Confira Especial sobre o Cerrado
A intervenção “Cerrado: Berço das Águas” é uma iniciativa que mistura arte, cultura e lazer. “Todo esse conteúdo de estar pensando nas nossas atitudes, nas nossas formas de consumir. Nós consumimos muito veneno, estamos sendo violentadores das novas gerações, que sofrerão com água e ar poluído”, relata Odécio Rossafa, 58, agrônomo e curador da Intervenção.
Odéssio Rossafa trabalha há 10 anos com catadores de materiais recicláveis do DF. Com eles o agrônomo aprendeu a reutilizar estes materiais, ensinaram o valor do lixo, e o luxo por dentro do simples.

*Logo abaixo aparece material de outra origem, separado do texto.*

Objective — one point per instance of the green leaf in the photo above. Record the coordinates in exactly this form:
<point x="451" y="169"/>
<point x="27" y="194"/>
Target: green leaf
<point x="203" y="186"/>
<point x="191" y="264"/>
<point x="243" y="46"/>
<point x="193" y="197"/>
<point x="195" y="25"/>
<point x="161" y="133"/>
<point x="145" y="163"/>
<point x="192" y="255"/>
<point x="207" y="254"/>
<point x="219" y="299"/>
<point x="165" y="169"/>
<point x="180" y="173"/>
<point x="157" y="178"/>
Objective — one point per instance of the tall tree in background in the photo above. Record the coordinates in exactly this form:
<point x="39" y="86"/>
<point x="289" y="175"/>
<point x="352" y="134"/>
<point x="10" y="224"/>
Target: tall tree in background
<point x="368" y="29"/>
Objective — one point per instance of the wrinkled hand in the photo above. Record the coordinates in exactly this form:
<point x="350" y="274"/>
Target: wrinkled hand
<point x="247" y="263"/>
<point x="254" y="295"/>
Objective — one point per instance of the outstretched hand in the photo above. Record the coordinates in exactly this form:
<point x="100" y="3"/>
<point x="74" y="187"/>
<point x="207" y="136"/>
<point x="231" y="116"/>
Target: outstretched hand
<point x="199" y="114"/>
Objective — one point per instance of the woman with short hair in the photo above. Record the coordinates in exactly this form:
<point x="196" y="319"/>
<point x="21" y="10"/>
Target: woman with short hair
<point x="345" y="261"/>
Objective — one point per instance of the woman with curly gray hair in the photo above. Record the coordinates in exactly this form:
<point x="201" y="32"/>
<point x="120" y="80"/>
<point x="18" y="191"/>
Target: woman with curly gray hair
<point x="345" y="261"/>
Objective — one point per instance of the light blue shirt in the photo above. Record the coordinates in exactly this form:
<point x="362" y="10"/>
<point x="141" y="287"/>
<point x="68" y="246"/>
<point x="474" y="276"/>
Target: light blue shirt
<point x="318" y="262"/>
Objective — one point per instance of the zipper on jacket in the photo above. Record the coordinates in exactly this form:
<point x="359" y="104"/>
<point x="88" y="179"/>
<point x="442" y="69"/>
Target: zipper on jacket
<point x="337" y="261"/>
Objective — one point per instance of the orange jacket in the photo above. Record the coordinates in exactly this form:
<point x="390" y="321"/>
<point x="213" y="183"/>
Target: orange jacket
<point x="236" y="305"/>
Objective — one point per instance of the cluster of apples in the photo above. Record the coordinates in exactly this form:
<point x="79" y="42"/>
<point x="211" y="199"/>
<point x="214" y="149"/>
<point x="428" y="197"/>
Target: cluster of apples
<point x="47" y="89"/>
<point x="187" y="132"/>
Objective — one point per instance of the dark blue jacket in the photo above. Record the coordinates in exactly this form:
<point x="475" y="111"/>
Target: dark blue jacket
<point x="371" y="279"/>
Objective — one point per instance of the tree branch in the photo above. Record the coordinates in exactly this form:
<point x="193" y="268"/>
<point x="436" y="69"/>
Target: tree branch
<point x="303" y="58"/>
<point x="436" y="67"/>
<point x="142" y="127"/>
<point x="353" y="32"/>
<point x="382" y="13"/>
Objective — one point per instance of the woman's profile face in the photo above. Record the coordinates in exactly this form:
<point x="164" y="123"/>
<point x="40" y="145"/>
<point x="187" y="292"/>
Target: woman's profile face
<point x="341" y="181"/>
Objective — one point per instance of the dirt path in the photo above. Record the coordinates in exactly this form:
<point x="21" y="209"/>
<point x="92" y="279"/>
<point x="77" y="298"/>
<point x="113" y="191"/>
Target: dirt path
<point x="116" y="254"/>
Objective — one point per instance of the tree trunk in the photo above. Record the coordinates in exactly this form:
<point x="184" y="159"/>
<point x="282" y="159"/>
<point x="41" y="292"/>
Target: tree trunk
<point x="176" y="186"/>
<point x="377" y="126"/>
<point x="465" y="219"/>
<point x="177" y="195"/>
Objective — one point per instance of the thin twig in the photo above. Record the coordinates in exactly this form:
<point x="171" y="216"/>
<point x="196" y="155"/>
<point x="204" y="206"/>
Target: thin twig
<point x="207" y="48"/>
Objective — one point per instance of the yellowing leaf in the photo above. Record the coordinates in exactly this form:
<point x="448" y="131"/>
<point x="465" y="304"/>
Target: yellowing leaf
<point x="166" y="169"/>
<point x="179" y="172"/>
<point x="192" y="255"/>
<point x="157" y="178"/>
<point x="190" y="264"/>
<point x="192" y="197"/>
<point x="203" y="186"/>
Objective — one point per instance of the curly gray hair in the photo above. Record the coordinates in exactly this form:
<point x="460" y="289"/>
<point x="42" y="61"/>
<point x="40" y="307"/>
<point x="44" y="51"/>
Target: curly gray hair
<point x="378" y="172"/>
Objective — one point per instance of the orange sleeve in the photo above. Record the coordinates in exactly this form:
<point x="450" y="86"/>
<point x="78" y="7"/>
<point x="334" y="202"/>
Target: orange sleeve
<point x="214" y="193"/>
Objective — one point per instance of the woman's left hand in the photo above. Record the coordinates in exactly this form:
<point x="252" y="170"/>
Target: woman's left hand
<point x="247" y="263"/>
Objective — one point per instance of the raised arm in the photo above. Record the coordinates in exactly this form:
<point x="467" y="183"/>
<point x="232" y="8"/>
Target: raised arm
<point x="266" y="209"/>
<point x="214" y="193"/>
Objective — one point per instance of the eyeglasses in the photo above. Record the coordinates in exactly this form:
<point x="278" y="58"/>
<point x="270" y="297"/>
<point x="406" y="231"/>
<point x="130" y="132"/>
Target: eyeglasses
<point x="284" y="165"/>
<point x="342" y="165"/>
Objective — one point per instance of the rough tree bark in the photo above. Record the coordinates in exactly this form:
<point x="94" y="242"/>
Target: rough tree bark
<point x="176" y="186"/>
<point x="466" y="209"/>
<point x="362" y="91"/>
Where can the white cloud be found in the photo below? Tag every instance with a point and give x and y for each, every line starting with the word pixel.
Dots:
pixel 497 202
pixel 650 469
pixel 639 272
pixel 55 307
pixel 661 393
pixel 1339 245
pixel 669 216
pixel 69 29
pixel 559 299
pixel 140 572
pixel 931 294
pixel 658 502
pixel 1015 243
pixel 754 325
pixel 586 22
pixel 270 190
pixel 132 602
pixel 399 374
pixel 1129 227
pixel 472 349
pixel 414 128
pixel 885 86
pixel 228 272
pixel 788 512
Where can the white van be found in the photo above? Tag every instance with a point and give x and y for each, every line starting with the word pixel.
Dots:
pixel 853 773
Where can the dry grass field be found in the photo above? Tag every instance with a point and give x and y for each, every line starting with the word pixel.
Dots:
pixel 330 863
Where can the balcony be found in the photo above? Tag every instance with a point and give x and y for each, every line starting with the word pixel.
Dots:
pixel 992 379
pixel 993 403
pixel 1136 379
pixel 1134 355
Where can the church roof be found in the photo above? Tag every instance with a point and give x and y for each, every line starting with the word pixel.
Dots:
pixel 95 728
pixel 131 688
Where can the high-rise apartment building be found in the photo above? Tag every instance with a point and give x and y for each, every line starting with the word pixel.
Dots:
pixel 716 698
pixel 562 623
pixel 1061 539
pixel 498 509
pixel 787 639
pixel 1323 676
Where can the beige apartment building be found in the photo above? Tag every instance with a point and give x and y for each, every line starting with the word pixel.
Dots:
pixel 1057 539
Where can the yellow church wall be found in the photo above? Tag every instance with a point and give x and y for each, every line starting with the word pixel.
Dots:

Com esta aprendizagem, o agrônomo convidou artistas para trabalharem com as carcaças recolhidas em Águas Lindas, São Sebastião e Luziânia. “São peças que custaram R$ 400, essa carcaça tinha um valor zero, consumindo com tempo as ferrugens, e a partir dai resolvemos transforma-las em obra de arte”, explica o curador.
Segundo a socióloga Lorena Ferraz, 30, que é produtora cultural, a relação arte ecologia é o que tem de mais contemporâneo de fazer artístico hoje. Lorena relata que o objetivo dessa intervenção é contar de alguma maneira o conceito do fazer artístico com a ecologia, com as ideias de sustentabilidade e reuso, ideias de pensar todas as questões de preservação do cerrado e das águas.
De acordo com Torkastki, a intervenção é um resgate não só do Cerrado, mas um resgate dos valores. “Como nós estamos vendo aqui a quantidade de material reciclado que nós jogamos fora. A quantidade de material que foi reutilizado pelos artistas transformando isso em algo que vai nos eternizar”. A intervenção ocorreu durante os dias 1-3 de setembro no estacionamento do Casa Park, onde as sucatas revertidas em obras de arte de vão estar expostas até a segunda fase do projeto, em novembro deste ano.